Tuvieron que operarme esa misma noche. Cuando volví a la habitación, aún bajo los efectos del resto de anestesia que quedaba en mi organismo, mi compañera de habitación me dijo que un chico muy guapo había ido todo preocupado preguntando por mi. Que insistía en sí me dolía mucho y estaba bien (ese día había huelga de estudiantes y él no había ido a clases, por eso no había visto mi caída en vivo). En aquellos entonces estaba enamorada de otro chico, y por la descripción pensé que era él, pero no. Era el chico que siempre me hablaba con educación y respeto, un chico que, ahora lo pienso, tan joven se las apañó para averiguar dónde estaba e ir a verme, preocupado. Si ha seguido por el mismo camino, sin duda será un gran hombre y estupenda pareja.
A los días de darme el alta del hospital recibí un mensaje de texto, diciéndome quien era y lo mucho que le gustaba. Me sentí muy halagada, pero por desgracia en el corazón no se manda, y le dije que me caía genial pero que solo podíamos ser amigos.
No sé cómo se filtró esa información, ya que estuve meses sin poder ir a clase, pero lo machacaron tanto que tuvo que cambiarse de instituto. Muy triste que tuviera que llegar a eso solo porque le gustó la fracasada. Cuando por fin volví al instituto me enteré de eso y me quedé devastada… ojalá hubiera podido darle las gracias por haber ido a verme al hospital (aunque no nos hubiéramos visto porque me estaban operando). También me hubiera encantado preguntarle qué vio en mi. Pero sobre todo, me hubiera encargado de que no lo molestaran por el simple hecho de que le gustase yo.

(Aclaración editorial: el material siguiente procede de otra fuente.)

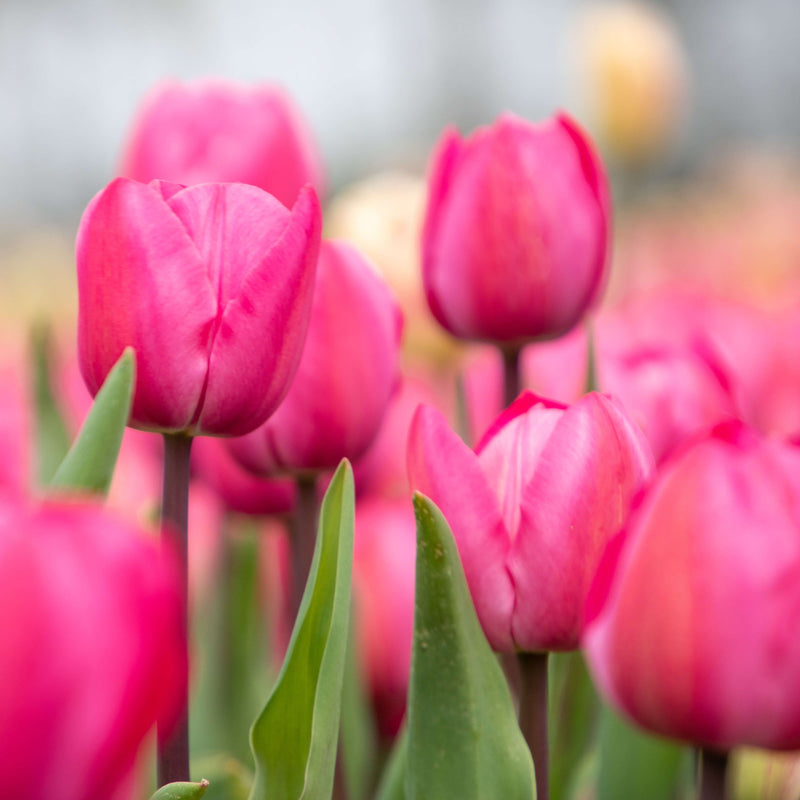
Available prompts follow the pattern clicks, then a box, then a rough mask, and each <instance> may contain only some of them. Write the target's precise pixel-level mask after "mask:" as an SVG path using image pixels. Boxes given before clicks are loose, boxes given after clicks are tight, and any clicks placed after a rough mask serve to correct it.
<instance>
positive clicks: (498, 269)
mask: <svg viewBox="0 0 800 800" xmlns="http://www.w3.org/2000/svg"><path fill="white" fill-rule="evenodd" d="M609 215H610V199H609V190H608V181H607V178H606V174H605V171H604V169H603V165H602V164H601V162H600V160H599V159H598V157H597V155H596V154H595V152H594V149H593V146H592V144H591V142H590V141H589V139H588V138H587V136H586V134H585V133H584V132H583V131H582V130H581V129H580V128H579V127H578V126H577V124H576V123H575V122H574V121H573V120H572V119H570V118H569V117H567V116H566V115H564V114H560V115H558V116H556V117H554V118H552V119H549V120H547V121H545V122H543V123H541V124H539V125H534V124H532V123H530V122H527V121H525V120H523V119H520V118H519V117H516V116H514V115H512V114H508V113H507V114H503V115H502V116H500V117H499V118H498V120H497V121H496V122H495V123H494V125H492V126H491V127H487V128H480V129H479V130H477V131H476V132H475V133H473V134H472V135H471V136H470V137H468V138H467V139H462V138H461V137H460V135H459V134H458V132H457V131H455V130H453V129H449V130H447V131H446V132H445V133H444V135H443V136H442V138H441V140H440V141H439V144H438V146H437V149H436V152H435V154H434V156H433V159H432V164H431V169H430V179H429V186H428V207H427V213H426V219H425V226H424V231H423V279H424V283H425V290H426V293H427V297H428V303H429V304H430V307H431V310H432V311H433V313H434V315H435V317H436V319H437V320H438V321H439V322H440V323H441V324H442V325H443V326H444V327H445V328H446V329H447V330H448V331H450V332H451V333H452V334H453V335H455V336H457V337H460V338H465V339H483V340H487V341H491V342H495V343H497V344H502V345H508V346H518V345H520V344H522V343H523V342H525V341H529V340H533V339H546V338H553V337H556V336H561V335H562V334H564V333H566V332H567V331H568V330H570V329H571V328H572V327H573V326H574V325H575V324H576V323H577V322H578V321H579V320H580V318H581V317H582V316H583V314H584V313H585V312H586V310H587V309H588V308H589V306H590V305H591V304H592V303H593V301H594V300H595V299H596V298H597V296H598V293H599V291H600V289H601V287H602V285H603V282H604V277H605V273H606V264H607V260H608V259H607V249H608V240H609Z"/></svg>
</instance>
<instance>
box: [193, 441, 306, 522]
mask: <svg viewBox="0 0 800 800" xmlns="http://www.w3.org/2000/svg"><path fill="white" fill-rule="evenodd" d="M192 469H193V470H194V471H195V473H196V474H197V476H198V477H199V479H200V480H201V481H203V482H204V483H205V484H206V485H208V486H209V487H211V489H213V491H214V492H215V493H216V494H217V495H218V497H219V498H220V500H221V501H222V503H223V504H224V505H225V507H226V508H227V509H228V510H229V511H236V512H239V513H241V514H288V513H289V512H290V511H291V510H292V507H293V506H294V501H295V484H294V481H292V480H291V479H290V478H284V479H281V480H271V479H269V478H260V477H258V476H257V475H253V474H252V473H251V472H248V471H247V470H246V469H244V467H242V466H241V465H240V464H239V462H238V461H237V460H236V459H235V458H234V457H233V456H232V455H231V452H230V450H229V448H228V446H227V443H226V442H223V441H221V440H219V439H213V438H211V437H201V438H199V439H198V440H197V441H196V442H195V443H194V445H193V446H192Z"/></svg>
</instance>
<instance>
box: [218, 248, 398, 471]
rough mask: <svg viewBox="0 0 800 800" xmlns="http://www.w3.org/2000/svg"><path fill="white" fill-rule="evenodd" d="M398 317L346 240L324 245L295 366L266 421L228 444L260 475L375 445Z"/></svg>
mask: <svg viewBox="0 0 800 800" xmlns="http://www.w3.org/2000/svg"><path fill="white" fill-rule="evenodd" d="M401 328H402V317H401V314H400V309H399V308H398V306H397V303H396V301H395V299H394V297H393V296H392V293H391V292H390V291H389V288H388V287H387V286H386V284H385V283H384V282H383V280H382V279H381V278H380V277H379V276H378V275H377V273H376V272H375V271H374V270H373V269H372V267H370V266H369V264H367V262H366V261H365V260H364V258H363V256H361V254H360V253H359V252H358V251H357V250H355V249H354V248H353V247H351V246H350V245H348V244H346V243H344V242H333V241H326V242H323V244H322V247H321V248H320V257H319V264H318V267H317V285H316V288H315V289H314V303H313V308H312V312H311V324H310V325H309V328H308V337H307V338H306V344H305V347H304V349H303V357H302V359H301V361H300V367H299V368H298V370H297V375H296V377H295V379H294V381H293V383H292V386H291V388H290V390H289V393H288V394H287V395H286V399H285V400H284V401H283V403H282V404H281V406H280V408H279V409H278V411H277V412H276V413H275V414H274V415H273V416H272V417H271V418H270V420H269V421H268V422H267V423H266V424H265V425H263V426H262V427H261V428H259V429H258V430H257V431H254V432H253V433H252V434H250V435H249V436H246V437H242V438H240V439H236V440H233V441H232V442H231V443H230V446H231V449H232V452H234V454H235V455H236V456H237V458H239V459H240V461H241V463H242V464H244V465H245V466H246V467H248V468H249V469H252V470H253V471H255V472H258V473H261V474H271V473H274V472H283V471H294V472H302V471H310V470H315V471H316V470H328V469H333V468H334V467H336V465H337V464H338V463H339V462H340V461H341V460H342V459H343V458H349V459H355V458H357V457H358V456H360V455H361V454H362V453H363V452H364V451H365V450H366V448H367V447H368V446H369V444H370V443H371V442H372V440H373V438H374V437H375V434H376V433H377V431H378V428H379V426H380V424H381V421H382V419H383V415H384V412H385V410H386V407H387V405H388V403H389V400H390V398H391V396H392V394H393V392H394V391H395V388H396V386H397V383H398V379H399V378H398V368H399V367H398V360H399V348H400V333H401Z"/></svg>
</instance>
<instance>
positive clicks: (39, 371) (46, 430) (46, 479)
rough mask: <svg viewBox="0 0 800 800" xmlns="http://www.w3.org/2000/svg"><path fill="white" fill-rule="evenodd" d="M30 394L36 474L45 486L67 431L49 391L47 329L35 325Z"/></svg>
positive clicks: (54, 468) (60, 453)
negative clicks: (35, 423) (32, 376)
mask: <svg viewBox="0 0 800 800" xmlns="http://www.w3.org/2000/svg"><path fill="white" fill-rule="evenodd" d="M32 349H33V397H34V408H35V420H36V425H35V428H36V458H37V466H36V477H37V483H38V484H39V485H41V486H45V485H46V484H47V483H48V482H49V481H50V479H51V478H52V477H53V475H54V474H55V471H56V469H57V468H58V465H59V464H60V463H61V461H62V460H63V458H64V456H65V455H66V453H67V450H69V439H70V437H69V433H68V432H67V426H66V424H65V422H64V418H63V416H62V414H61V409H60V408H59V407H58V403H57V402H56V399H55V396H54V394H53V384H52V341H51V336H50V330H49V329H48V328H46V327H37V328H36V329H35V330H34V332H33V336H32Z"/></svg>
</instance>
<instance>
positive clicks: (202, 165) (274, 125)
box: [120, 80, 323, 208]
mask: <svg viewBox="0 0 800 800" xmlns="http://www.w3.org/2000/svg"><path fill="white" fill-rule="evenodd" d="M120 174H121V175H123V176H125V177H127V178H133V179H134V180H137V181H142V182H143V183H147V182H149V181H152V180H157V179H158V180H165V181H171V182H173V183H180V184H183V185H185V186H191V185H194V184H197V183H249V184H251V185H253V186H258V187H259V188H260V189H264V191H266V192H269V193H270V194H271V195H273V196H274V197H277V198H278V200H280V201H281V203H283V204H284V205H285V206H286V207H287V208H291V207H292V206H293V205H294V203H295V201H296V200H297V195H298V193H299V192H300V189H301V188H302V187H303V186H305V185H306V184H307V183H310V184H311V185H312V186H313V187H314V188H315V189H316V190H317V192H318V193H319V194H321V193H322V184H323V177H322V164H321V160H320V156H319V153H318V152H317V149H316V146H315V144H314V142H313V140H312V137H311V133H310V131H309V130H308V126H307V125H306V123H305V120H303V118H302V117H301V116H300V113H299V112H298V110H297V109H296V108H295V107H294V104H293V103H292V101H291V99H290V98H289V97H288V95H286V94H285V93H284V92H283V91H282V90H281V89H279V88H278V87H276V86H270V85H268V84H258V85H255V86H247V85H240V84H236V83H233V82H228V81H222V80H201V81H195V82H194V83H178V82H177V81H165V82H163V83H159V84H158V85H157V86H155V87H154V89H153V90H152V92H151V93H150V95H149V96H148V97H147V99H146V100H145V102H144V103H143V105H142V108H141V110H140V111H139V115H138V117H137V119H136V121H135V123H134V126H133V130H132V132H131V135H130V138H129V140H128V144H127V148H126V151H125V155H124V157H123V162H122V168H121V170H120Z"/></svg>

Ojalá pudiera darle las gracias en persona, incluso un abrazo, porque a día de hoy me sigue enterneciendo que le diera igual lo que la gente pensara de mi, que probablemente se topara en el hospital con mis padres y solo le preocupara si estaba bien.
Por si lees esto. Gracias, de verdad. Fuiste muy valiente y deseo con toda la fuerza de mi corazón que estés bien y feliz. Ojalá hubiera podido corresponderte, pero estoy segura de que otra chica más lista que yo habrá visto que vales infinito. Un abrazo.